Chênevert Family Foundation Supports the Moffitt Cancer Center

May 12, 2026

Louis Chênevert is a retired business leader who served as CEO of United Technologies Corporation (UTC), the multinational conglomerate specializing in aerospace and building systems, from 2008 to 2014. He is also a former president of Pratt & Whitney and spent nearly 15 years in leadership roles at General Motors. In retirement, he leverages his success in business to fund critical education and healthcare initiatives through a private family fund, the Chênevert Family Foundation.

A survivor of stage 4 central nervous system (CNS) lymphoma, Chênevert is the chairman of the Director’s Advisory Board at Yale Cancer Center, where he received life-saving treatment. His foundation also furnished a substantial donation to Yale to launch the Chênevert Family Brain Tumor Center. More recently, the foundation gifted funds to the Moffitt Cancer Center in Tampa, Florida, continuing a philanthropic partnership that has spawned innovation in bladder cancer diagnosis and treatment.

Bladder Cancer Types and Treatments

The 10th leading cause of cancer death in the US, bladder cancer disproportionately affects men; the American Cancer Society estimates that about 65,000 men and 20,000 women will be diagnosed with bladder cancer in 2026. Smoking is the biggest risk factor, while others include exposure to chemicals and chronic bladder inflammation. Tumors that form on the bladder can cause symptoms such as frequent urination, a weak urine stream, or hematuria (blood in the urine). If malignant, these tumors can spread and cause additional health complications throughout the body.

There are five different types of bladder cancer: urothelial carcinoma, small cell carcinoma, squamous cell carcinoma, sarcoma, and adenocarcinoma. A urologist can diagnose the type and growth pattern of the tumor through diagnostic tests like urine cytology and urinalysis, imaging tests (CT, MRI, and IVP), and cystoscopy. Treatment options include surgery, radiation therapy, and chemotherapy, determined by the size and type of the tumor, stage of the cancer, and patient's medical history.

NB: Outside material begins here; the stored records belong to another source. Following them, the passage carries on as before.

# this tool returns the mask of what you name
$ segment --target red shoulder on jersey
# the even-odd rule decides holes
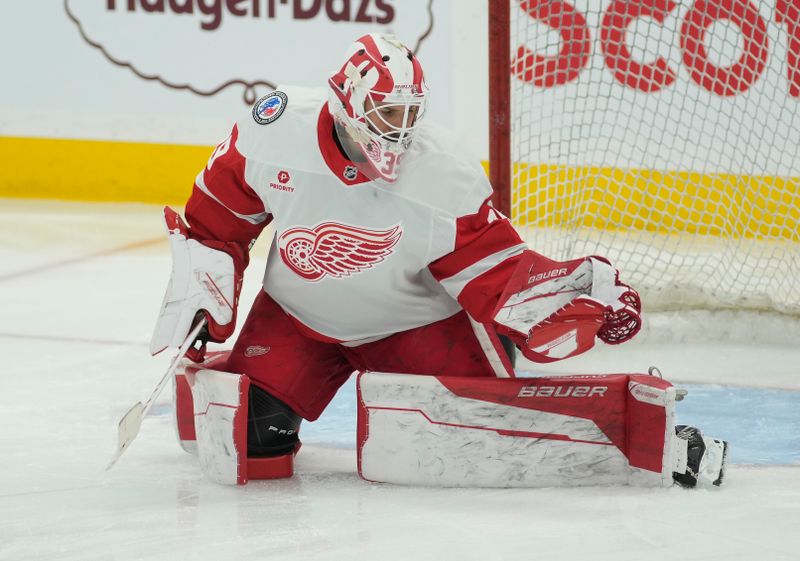
[[[453,251],[429,269],[472,317],[489,322],[525,247],[508,218],[487,199],[476,213],[456,220]]]
[[[247,265],[247,249],[272,219],[264,203],[247,183],[246,160],[237,148],[239,129],[233,127],[228,138],[211,154],[206,167],[197,175],[186,220],[191,236],[206,245],[232,243],[237,268]]]

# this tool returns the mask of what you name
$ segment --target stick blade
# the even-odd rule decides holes
[[[144,418],[144,405],[139,401],[131,407],[119,420],[117,426],[117,452],[106,467],[106,471],[114,467],[120,456],[125,453],[133,439],[139,434],[139,428],[142,426],[142,419]]]

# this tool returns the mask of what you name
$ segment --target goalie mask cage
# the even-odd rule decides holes
[[[800,315],[800,0],[490,0],[496,204],[649,310]]]

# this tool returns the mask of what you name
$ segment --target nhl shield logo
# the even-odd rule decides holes
[[[347,166],[344,168],[342,175],[346,180],[353,181],[356,177],[358,177],[358,168],[355,166]]]

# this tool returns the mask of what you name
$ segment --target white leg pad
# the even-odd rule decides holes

Moffitt's New Liquid Biopsy Test

The Chênevert Family Foundation’s donation to the Moffitt Cancer Center has helped support non-invasive detection techniques for bladder cancer. Dr. Roger Li and his team were able to create a urine-based circulating tumor DNA (utDNA) test, a type of liquid biopsy, that can detect minute traces of disease in the bladder. This is critical for detecting recurrence in patients with non-muscle invasive bladder cancer (NMIBC).

Traditionally, NMIBC patients require invasive cystoscopies every few months to assess the status of the disease. These procedures can be incredibly uncomfortable as a thin tube, with a light and tiny video camera attachment, is inserted through the urethra and into the bladder. Moffitt's utDNA test is less burdensome and more cost-effective for patients. It has also been proven more effective in detecting recurrence in early studies.

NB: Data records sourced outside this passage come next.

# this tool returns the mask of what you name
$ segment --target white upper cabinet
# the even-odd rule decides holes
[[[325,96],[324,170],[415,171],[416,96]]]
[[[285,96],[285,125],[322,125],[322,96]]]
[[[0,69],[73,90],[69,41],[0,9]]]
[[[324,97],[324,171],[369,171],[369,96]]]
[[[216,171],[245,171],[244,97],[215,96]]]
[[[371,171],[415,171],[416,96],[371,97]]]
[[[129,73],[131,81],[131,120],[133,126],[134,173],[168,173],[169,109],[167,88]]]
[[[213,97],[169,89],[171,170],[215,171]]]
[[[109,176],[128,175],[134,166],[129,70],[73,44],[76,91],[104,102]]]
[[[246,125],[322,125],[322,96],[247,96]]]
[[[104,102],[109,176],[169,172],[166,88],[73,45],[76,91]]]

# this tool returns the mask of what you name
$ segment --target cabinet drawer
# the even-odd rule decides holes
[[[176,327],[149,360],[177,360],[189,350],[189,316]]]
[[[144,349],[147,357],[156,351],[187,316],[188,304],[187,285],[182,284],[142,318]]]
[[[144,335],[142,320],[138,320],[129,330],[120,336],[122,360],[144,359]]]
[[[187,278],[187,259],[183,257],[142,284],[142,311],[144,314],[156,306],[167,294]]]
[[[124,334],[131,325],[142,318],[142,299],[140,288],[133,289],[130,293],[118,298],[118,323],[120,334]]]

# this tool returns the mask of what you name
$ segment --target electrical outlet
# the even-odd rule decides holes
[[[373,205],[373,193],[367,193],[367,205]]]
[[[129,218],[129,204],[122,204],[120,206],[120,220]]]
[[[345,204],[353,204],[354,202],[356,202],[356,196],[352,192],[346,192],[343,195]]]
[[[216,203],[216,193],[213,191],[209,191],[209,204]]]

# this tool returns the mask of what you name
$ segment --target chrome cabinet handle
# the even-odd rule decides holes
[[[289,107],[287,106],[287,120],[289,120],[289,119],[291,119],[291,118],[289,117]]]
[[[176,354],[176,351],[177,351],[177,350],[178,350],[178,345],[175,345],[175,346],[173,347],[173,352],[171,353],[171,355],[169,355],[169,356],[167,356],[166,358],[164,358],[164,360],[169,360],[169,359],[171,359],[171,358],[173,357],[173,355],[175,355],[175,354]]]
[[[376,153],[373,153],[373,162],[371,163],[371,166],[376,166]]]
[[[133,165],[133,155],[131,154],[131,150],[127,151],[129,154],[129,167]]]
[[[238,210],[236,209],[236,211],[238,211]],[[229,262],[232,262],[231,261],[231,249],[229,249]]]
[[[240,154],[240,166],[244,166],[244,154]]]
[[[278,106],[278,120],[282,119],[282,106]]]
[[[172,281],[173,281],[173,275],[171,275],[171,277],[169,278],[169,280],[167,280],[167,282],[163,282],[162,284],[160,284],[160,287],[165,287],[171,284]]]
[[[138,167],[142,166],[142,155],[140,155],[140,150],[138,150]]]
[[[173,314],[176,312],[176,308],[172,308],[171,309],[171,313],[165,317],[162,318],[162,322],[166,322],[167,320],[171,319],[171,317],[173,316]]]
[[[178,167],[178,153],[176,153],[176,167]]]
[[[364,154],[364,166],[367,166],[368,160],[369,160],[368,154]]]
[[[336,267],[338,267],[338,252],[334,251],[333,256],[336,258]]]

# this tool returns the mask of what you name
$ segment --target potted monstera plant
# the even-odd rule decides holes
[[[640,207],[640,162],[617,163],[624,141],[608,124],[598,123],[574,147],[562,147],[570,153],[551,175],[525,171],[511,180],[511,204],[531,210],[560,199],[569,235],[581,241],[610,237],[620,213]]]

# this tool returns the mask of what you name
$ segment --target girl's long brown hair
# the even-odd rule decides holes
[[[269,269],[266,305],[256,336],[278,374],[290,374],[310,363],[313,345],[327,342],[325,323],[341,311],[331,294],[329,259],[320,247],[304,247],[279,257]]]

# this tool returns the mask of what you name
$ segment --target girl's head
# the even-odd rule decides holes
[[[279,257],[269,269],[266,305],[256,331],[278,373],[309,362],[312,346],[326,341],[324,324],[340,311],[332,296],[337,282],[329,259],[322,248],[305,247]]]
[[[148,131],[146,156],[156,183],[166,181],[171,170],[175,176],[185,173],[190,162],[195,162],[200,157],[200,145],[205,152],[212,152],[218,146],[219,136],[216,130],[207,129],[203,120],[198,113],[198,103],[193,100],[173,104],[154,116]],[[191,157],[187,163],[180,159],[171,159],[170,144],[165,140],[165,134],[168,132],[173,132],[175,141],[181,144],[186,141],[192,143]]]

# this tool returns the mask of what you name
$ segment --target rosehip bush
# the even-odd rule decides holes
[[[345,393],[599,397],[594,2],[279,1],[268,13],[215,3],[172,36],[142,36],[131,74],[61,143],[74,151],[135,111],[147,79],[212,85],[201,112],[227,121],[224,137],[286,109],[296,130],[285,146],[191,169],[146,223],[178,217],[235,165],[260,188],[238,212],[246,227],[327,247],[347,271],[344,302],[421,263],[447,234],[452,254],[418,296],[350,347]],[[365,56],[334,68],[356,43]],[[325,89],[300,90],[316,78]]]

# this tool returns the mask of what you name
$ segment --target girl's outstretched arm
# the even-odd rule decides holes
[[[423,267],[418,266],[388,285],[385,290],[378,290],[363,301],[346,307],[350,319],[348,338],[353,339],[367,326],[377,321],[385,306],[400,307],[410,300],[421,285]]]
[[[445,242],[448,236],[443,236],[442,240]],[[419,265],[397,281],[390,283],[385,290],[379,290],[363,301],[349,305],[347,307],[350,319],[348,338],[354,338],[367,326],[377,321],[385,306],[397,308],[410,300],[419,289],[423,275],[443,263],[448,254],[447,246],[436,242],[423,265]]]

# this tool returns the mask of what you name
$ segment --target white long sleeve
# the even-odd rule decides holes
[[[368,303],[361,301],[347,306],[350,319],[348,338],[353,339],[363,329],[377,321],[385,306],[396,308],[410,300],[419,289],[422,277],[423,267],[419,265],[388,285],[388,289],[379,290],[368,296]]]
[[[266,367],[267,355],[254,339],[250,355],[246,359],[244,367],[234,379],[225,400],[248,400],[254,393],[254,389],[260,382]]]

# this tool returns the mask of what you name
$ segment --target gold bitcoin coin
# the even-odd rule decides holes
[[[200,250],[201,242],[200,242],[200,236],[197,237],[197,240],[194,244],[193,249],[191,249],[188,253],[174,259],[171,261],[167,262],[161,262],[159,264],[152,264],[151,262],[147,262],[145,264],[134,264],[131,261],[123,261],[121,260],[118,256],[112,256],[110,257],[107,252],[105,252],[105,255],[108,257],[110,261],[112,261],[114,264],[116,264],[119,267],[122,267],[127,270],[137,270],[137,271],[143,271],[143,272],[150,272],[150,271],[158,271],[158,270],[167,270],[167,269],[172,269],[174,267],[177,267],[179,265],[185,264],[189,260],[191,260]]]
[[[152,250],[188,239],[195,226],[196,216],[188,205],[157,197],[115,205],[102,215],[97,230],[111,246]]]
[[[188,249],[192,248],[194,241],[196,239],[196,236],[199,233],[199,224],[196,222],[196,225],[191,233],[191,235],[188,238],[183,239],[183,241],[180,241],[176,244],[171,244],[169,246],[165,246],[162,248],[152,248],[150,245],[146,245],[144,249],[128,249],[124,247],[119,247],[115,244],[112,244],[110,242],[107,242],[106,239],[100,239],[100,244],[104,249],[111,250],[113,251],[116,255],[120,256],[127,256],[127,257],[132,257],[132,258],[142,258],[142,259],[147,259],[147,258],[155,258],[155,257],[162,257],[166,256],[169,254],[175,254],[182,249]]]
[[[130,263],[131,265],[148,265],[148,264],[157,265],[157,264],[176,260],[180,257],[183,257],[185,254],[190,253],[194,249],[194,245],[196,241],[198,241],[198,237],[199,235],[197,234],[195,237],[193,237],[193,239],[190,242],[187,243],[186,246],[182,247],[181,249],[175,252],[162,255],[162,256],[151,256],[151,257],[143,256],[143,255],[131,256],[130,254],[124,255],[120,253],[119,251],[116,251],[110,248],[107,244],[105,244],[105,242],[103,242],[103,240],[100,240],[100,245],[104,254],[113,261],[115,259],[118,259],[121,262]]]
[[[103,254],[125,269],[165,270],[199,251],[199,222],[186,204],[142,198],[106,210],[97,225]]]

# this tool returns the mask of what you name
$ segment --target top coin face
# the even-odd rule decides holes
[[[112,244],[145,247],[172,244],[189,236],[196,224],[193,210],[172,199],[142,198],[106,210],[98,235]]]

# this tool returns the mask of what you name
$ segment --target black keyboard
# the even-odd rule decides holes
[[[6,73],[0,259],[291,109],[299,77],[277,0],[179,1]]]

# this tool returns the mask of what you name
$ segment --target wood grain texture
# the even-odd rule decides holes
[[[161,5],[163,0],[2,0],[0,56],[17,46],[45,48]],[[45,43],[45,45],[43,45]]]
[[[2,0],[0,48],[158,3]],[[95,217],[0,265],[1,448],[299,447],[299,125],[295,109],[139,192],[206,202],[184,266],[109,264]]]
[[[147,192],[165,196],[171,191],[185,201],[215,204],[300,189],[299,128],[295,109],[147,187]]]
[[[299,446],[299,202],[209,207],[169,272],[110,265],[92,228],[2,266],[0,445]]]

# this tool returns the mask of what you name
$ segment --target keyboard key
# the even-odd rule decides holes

In one study, the utDNA test identified 97.8 percent of patients with residual cancer, in some cases outperforming surgical methods. The test achieved 100 percent accuracy in a validation cohort.

AI IGNITE

Chênevert Family Foundation funding for Moffitt has also helped advance a first-of-its-kind AI-powered platform known as AI IGNITE. This dynamic, multimodal AI system informs patient treatment via real-time data such as imaging and clinical records as well as genomic information from tissue and urine samples. It evolves alongside a patient's disease course to assess individual risk and monitor response to specific treatments.

Dr. Li is leading the AI IGNITE project team with support from internationally recognized AI expert Dr. Issam El Naqa. The team is working to validate the platform's predictive power against existing surveillance methods using retrospective data and a prospective cohort of NMIBC patients, collecting tissue, blood, and urine samples throughout their disease journey.

Moffitt is a national leader in AI healthcare adoption. It launched one of the first cancer center-based machine learning departments in the US and has already demonstrated AI efficacy in detecting breast cancer and improving treatment decisions for non-small cell lung cancer, among other types.

"Moffitt's ongoing investment in the curation of data from the electronic health record and development of machine learning algorithms is a cornerstone for the advancement of precision oncology and improved cancer patient outcomes in the future," noted Moffitt’s Dr. Dana Rollison in 2024.

Ongoing Work at Moffitt

With support from the Chênevert Family Foundation and other donors, Moffitt intends to accelerate AI-powered cancer care and the development of personalized, curative therapies for bladder cancer. Specifically, it intends to advance development of AI IGNITE, acquire an NVIDIA next-generation AI computing platform, and invest in specialized teams of AI scientists, data engineers, and clinical researchers to create, validate, and scale predictive models.

The goal for AI IGNITE is to boost collection and analysis of tumor samples from bladder cancer patients whose diseases progress from non-muscle invasive to muscle-invasive. An NVIDIA superchip system, meanwhile, will improve processing power, allowing the cancer center to scale its AI-driven research, ensuring it remains at the forefront of precision oncology.